After exiting that horrible lime limo I watched as the clown grabbed and carried her off like some beast with its kill. My time would come and when it did I would touch her with my own hands, make her scream my name with my own body. It will be glorious.

"I'll be back later, no one touches my woman." The clown was leaving, finally. He would be a tough one to dispose of; Jonathan's fear gas didn't affect him like the others. I could feel the gears in my straw mind clanking together trying to formulate a way to end him. I needed to be close to her, to touch her. My mind was made up, leaning against Jonathan I got his attention.

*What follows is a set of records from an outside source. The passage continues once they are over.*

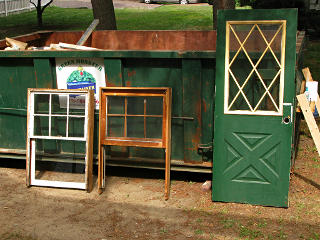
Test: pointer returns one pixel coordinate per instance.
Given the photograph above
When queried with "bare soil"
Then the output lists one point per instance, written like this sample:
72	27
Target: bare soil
134	208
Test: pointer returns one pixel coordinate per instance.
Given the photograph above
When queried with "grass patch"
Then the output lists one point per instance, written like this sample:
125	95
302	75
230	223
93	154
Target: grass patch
167	17
249	233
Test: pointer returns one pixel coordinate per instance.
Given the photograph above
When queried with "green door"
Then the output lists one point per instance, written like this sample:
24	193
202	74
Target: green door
255	94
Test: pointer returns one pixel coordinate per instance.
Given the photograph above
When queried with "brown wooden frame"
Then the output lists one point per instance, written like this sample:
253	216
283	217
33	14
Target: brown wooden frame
164	142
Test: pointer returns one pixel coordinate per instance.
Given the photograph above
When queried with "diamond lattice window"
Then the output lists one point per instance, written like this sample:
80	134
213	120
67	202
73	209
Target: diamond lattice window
254	67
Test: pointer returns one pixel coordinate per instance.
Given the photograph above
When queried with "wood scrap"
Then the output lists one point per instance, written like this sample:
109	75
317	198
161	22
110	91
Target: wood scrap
76	47
311	122
88	32
15	44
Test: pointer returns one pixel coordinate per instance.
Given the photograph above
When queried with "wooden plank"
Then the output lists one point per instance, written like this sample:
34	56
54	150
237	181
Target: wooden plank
88	32
307	74
168	146
102	135
89	142
28	145
307	112
43	73
76	47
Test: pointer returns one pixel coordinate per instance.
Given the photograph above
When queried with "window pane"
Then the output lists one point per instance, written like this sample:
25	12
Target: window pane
135	127
154	127
60	160
76	127
135	105
59	104
41	126
58	126
77	103
115	105
41	103
154	105
115	127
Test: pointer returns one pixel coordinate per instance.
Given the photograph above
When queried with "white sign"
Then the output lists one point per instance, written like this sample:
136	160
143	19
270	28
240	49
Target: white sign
312	91
80	73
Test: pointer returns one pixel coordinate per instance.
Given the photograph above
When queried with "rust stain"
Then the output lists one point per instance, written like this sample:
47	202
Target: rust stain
110	84
204	105
131	73
48	85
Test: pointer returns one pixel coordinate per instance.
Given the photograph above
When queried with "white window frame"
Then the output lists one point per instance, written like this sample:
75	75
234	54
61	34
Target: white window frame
87	136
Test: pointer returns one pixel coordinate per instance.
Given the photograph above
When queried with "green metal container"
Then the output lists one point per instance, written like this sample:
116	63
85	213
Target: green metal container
182	60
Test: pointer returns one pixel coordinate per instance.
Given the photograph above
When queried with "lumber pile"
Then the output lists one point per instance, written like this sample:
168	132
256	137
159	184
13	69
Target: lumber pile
309	101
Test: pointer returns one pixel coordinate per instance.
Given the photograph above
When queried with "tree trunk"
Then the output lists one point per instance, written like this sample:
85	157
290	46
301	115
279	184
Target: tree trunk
104	11
39	14
221	4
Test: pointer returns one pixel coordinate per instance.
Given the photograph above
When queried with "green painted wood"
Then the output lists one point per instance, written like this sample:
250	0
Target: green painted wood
128	68
192	102
16	76
114	72
43	73
251	160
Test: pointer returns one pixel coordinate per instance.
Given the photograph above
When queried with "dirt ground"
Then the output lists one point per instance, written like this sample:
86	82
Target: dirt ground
134	208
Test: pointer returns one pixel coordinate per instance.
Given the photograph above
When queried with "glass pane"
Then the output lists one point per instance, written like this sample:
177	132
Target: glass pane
41	126
58	126
76	127
115	105
239	32
41	103
115	127
60	160
77	104
154	105
135	105
59	104
135	127
154	127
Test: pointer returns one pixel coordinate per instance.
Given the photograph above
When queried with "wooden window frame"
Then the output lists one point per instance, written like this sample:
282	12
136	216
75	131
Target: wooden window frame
87	138
255	111
164	142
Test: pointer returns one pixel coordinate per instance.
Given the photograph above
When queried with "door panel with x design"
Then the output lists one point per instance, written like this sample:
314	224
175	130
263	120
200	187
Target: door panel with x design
255	159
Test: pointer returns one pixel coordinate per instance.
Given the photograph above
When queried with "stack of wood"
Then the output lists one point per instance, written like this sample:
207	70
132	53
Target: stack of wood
308	107
15	44
18	45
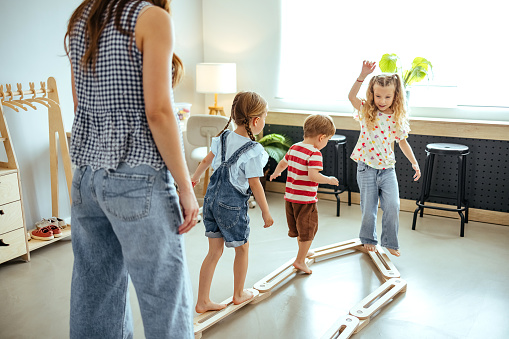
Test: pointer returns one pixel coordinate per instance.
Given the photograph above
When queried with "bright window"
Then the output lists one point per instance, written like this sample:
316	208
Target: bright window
323	44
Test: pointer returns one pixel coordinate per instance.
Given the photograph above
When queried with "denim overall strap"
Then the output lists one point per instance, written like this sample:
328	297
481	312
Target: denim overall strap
223	144
235	156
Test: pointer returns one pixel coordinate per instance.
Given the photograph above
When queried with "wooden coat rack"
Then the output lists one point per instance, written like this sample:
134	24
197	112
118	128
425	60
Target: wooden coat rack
47	97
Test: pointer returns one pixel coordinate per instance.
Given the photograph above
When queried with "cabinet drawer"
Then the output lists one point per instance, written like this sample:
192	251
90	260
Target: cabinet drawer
9	189
17	245
11	217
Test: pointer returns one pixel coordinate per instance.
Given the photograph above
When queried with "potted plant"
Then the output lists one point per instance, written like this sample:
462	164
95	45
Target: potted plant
276	145
420	69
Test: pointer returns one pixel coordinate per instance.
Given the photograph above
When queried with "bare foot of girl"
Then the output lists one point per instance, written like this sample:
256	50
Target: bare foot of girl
370	247
245	296
208	306
394	252
303	267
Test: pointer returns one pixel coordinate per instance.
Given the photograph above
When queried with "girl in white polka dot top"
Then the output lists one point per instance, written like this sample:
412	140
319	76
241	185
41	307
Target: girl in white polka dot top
383	119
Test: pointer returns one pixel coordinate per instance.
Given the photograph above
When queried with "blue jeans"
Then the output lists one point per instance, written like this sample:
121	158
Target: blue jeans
224	206
375	184
125	226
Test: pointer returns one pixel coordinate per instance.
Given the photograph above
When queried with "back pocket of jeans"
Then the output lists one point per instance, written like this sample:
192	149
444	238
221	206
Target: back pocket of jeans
227	216
128	196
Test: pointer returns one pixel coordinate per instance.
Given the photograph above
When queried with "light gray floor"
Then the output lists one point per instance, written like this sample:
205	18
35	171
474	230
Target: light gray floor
457	287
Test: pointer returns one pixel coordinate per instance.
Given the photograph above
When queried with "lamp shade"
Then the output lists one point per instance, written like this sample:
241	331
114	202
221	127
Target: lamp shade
216	78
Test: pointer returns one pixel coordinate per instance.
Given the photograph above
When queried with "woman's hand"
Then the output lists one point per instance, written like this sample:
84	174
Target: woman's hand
190	209
267	219
417	170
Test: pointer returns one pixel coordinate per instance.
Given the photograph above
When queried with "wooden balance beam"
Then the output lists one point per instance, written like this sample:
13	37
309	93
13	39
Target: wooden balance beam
380	297
345	325
279	275
384	264
209	318
343	328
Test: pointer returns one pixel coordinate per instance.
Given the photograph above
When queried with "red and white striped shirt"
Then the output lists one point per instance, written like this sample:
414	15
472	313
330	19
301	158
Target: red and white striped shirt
299	188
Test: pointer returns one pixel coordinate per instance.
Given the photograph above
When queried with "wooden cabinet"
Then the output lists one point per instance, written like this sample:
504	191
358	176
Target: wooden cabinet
13	238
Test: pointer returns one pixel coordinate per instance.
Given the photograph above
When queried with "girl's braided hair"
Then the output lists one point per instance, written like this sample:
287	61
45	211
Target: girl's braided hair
245	106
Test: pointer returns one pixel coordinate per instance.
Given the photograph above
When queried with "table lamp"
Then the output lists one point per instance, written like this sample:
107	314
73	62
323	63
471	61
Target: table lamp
216	78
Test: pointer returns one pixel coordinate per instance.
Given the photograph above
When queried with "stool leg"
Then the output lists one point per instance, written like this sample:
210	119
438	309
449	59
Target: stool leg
462	231
461	194
466	211
415	217
345	175
336	172
465	201
426	184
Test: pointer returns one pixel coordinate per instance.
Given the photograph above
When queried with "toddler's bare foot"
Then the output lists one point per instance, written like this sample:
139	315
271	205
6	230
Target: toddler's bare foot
245	296
370	247
303	267
208	306
394	252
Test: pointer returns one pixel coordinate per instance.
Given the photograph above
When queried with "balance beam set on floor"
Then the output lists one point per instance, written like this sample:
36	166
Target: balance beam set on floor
345	326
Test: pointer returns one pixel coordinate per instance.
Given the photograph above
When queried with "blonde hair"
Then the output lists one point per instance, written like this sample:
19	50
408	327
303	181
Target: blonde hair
317	124
245	106
100	14
369	110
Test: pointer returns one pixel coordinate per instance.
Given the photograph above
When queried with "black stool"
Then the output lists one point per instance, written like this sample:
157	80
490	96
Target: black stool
461	152
340	140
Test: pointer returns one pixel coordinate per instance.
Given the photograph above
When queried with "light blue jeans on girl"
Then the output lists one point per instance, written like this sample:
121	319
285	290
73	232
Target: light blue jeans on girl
224	206
125	226
378	185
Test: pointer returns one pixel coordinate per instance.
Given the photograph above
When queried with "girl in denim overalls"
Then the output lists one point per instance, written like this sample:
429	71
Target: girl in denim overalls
238	163
383	119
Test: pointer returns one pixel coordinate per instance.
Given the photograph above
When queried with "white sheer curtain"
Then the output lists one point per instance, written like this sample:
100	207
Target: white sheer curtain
323	43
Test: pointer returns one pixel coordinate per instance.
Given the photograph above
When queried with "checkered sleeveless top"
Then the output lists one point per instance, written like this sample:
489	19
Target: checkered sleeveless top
110	125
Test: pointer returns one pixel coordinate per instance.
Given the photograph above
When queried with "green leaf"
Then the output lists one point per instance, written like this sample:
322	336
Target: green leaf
389	63
275	153
423	62
416	74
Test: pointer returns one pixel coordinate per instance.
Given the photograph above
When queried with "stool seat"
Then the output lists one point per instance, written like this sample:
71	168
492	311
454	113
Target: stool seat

"I'm gonna go check up on our woman Johnnie boy. Get yourself patched up. You're bleeding all over and I can't save V if you die." I could feel the chills running up his spine at my voice,I loved it. Even though I was tied to him I could still own him if I wanted. Now all I wanted was the red head in the other room. Priorities shift, plans change but a woman screaming and writhing under you lasts forever. I drifted over to the door and slipped into the room. Having no body tended to have its advantages. She was curled up on the bed and I could feel the pain radiating off her body. I didn't like it. I wanted her by my side as the world burned and screamed at the power of its own fear. I wanted a true form but I would wait. I curled my cold body around her own almost wishing she could feel me. I always had power over Jonathan but now he had something to hold over my head, and she tasted amazing.